Moise Katumbi, empresário e um dos principais líderes da oposição na RDC, foi absolvido, na sexta-feira, do crime de expropriação ilegal de uma propriedade a um cidadão grego, Alexandro Stoupis, o que o obrigava a viver no exílio, sob pena de ser imediatamente detido caso entrasse no país.

Moise Katumbi ilibado da justiça
Fotografia: DR

A agência Reuters confirmou que o Tribunal de Cassação anulou a sentença que havia sido aplicada pelo Tribunal de Lubumbashi, em 2016, que tinha condenado Moise Katumbi ao pagamento de uma indemnização de um milhão de dólares ao queixoso e a três anos de prisão.
O advogado de Moise Katumbi, Joseph Mukendi, disse que esta decisão anula definitivamente a anterior pelo que o seu cliente pode regressar imediatamente ao país como um homem livre.
Devido à condenação, Moise Katumbi foi impedido de concorrer às eleições presidenciais de 30 de Dezembro.
Por duas vezes, Katumbi tentou na altura entrar no país para formalizar a candidatura, mas o avião que o transportava foi impedido de aterrar no aeroporto de Lubumbashi obrigando-o a regressar a Bruxelas aonde aguardou por uma autorização especial que nunca chegou a receber.
Na altura do processo que resultou na sua condenação, Moise Katumbi foi obrigado a demitir-se do cargo de governador de Lubumbashi, rompendo a partir daí com o então Presidente Joseph Kabila, de quem chegou a ser um forte aliado.
Moise Katumbi tem um outro processo pendente no Tribunal Constitucional relacionado com acusações de crimes contra a segurança do Estado por ter, alegadamente, “contratado mercenários com o objectivo de desestabilizar o país”.

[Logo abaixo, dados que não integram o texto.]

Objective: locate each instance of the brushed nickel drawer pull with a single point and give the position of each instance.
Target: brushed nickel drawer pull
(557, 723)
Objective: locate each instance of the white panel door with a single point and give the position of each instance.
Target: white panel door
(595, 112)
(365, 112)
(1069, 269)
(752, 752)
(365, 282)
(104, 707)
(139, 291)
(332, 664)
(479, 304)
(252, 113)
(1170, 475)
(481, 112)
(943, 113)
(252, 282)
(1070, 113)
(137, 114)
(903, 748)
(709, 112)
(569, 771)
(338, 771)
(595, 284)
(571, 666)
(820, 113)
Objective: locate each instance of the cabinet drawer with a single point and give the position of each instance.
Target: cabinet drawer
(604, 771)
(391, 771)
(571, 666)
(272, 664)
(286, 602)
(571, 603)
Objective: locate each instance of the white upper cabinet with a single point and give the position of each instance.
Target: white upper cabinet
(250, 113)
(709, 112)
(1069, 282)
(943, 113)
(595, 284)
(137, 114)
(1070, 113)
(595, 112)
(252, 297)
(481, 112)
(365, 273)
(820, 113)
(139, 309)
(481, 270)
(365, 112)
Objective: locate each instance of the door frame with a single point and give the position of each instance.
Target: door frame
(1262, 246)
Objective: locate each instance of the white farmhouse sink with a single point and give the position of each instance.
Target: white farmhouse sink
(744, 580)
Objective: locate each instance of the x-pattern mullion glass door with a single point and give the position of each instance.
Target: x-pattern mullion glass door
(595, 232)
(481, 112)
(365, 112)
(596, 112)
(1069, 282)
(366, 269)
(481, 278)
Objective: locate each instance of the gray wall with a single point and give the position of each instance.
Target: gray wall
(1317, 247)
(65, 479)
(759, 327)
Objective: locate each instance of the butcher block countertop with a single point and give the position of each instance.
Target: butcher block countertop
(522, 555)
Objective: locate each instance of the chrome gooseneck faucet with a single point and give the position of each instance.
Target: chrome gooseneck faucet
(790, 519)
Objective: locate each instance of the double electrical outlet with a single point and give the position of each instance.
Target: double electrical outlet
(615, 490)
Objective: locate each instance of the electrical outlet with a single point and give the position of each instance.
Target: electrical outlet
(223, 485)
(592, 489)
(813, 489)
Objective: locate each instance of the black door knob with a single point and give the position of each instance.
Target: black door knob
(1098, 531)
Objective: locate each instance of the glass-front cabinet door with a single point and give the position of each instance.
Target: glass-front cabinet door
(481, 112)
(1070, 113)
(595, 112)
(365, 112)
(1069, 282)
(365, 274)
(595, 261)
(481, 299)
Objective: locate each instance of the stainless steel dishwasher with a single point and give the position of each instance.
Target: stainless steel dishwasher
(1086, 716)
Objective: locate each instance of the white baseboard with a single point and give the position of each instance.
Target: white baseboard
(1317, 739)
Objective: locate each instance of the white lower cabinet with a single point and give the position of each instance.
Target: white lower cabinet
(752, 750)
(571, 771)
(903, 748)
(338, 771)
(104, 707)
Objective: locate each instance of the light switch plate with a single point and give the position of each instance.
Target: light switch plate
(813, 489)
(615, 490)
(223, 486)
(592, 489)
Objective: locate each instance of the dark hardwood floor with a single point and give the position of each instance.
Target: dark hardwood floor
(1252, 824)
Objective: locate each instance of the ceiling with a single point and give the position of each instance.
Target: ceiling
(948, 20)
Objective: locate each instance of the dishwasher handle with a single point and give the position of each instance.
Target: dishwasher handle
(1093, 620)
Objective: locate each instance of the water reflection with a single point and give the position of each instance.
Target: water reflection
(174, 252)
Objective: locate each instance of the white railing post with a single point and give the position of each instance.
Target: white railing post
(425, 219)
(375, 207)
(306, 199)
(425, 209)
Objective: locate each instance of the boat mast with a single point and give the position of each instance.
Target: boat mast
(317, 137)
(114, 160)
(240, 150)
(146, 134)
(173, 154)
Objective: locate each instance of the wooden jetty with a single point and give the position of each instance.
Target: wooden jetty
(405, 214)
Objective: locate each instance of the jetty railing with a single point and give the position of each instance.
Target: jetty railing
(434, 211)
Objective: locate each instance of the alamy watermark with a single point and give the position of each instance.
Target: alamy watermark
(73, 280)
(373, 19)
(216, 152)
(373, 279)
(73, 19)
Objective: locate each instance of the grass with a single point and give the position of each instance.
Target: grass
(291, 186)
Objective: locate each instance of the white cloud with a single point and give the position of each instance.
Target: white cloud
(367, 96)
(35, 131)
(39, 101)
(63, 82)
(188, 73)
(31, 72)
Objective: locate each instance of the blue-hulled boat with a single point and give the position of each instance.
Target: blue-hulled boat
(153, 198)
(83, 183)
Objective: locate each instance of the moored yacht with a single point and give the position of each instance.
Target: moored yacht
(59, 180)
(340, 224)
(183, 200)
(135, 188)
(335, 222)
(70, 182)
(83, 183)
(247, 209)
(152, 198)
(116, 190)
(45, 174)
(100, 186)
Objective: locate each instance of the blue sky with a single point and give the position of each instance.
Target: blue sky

Estado Islâmico ataca em Beni

O grupo Estado Islâmico, através de duas mensagens postas a circular através da agência Amaq, órgão de propaganda do movimento, reivindicou a autoria de um ataque realizado contra a aldeia de Kamano, na região de Beni, muito perto da fronteira com o Uganda.
A mensagem, publicada na quinta-feira e ontem divulgada pela AFP, não refere a data do ataque, nem fala no número de eventuais vítimas.
A sua importância, resulta do facto de ser a primeira vez que o Estado Islâmico reconhece a presença no interior da RDC, o que já colocou em estado de alerta as autoridades congolesas que, contudo, se recusam a comentar o reivindicado ataque.
A segunda mensagem do grupo acrescenta mais alguns dados em relação ao primeiro ataque, pormenorizando que o alvo foi um quartel das Forças Armadas Congolesas de onde dizem ter levado “valioso material de guerra”.
Um padre católico local confirmou o ataque e um porta-voz dos Capacetes Azuis na região fala na morte de três soldados e ferimento de cinco.
A região atacada pelo Estado Islâmico foi cenário, em 2014, de sangrentos confrontos entre as Forças Armadas congolesas e membros da Aliança das Forças Democráticas, grupo rebelde ugandês, dos quais resultaram a morte de centenas de pessoas.
As autoridades não comentaram este eventual ataque, mas a AFP diz saber que está a ser equacionada a possibilidade de se estar a criar um “triângulo de morte” entre o Estado Islâmico(EI), a Aliança das Forças Democráticas e o Exército congolês.
A “Jeune Afrique” ouviu o vice-primeiro-ministro, responsável pela pasta do Interior e da Segurança, Basile Olongo, que garantiu que o Governo não se vai deixar confundir nem entreter a tentar perceber se existe uma suposta guerra entre o Estado e uma religião.
“Vamos tomar as medidas necessárias para aniquilar todos aqueles que atentem contra a segurança do Estado, sejam forças rebeldes ou grupos terroristas”, disse Basile Olongo à “Jeune Afrique”.